Reference no: EM133652920
In 2001, Halifax Building Society of Britain and the Bank of Scotland merged to create HBOS. The merger was deemed as a smart move to unite the retail mortgage lender and the corporate lending organization. The companies had over 450 years of combined banking experience. They were established organizations.
The HBOS executives had an aggressive growth strategy, which ultimately led to the organization's demise. They reached out to riskier borrowers to try to increase their loan volume from 17% to 20% a year. This move made them extremely vulnerable to financial failure, and in 2007-2008, when the economy turned, they could not raise enough money to cover their losses. The British government had to later pour 20.5 billion pounds into HBOS to keep it alive.
CEOs Peter Crosby and Andy Hornby, bank Chairman Dennis Stevenson, and commercial lending chief Peter Cummings all seemed delusional to the level of risk that they assumed in the banking shift. The head member of risk management spoke out against the risky moves and was ignored or dismissed based on his warnings. The executive team along with the board definitely followed the lines of groupthink in their decision making.

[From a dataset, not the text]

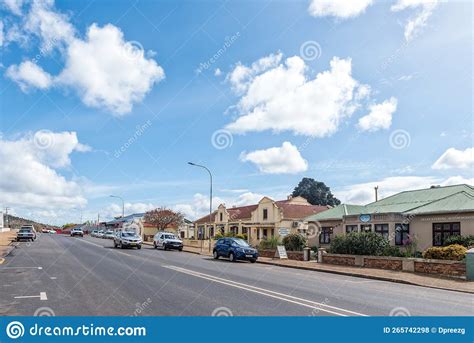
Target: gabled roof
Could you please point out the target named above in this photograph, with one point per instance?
(456, 198)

1. How can you tell the difference between optimism and delusional optimism?
2. What symptoms of groupthink do you note in the HBOS top management team and board of directors?
3. Do you think top management teams are more vulnerable to groupthink than managers at lower levels of the organization? Why or why not?
4. Should top leaders at HBOS be forced to give up their earnings and pensions?
5. Should bank officials and other corporate leaders be jailed if they act recklessly?
6. Should the accounting firm KPMG be punished for giving HBOS a clean financial bill of health even as it was near collapse?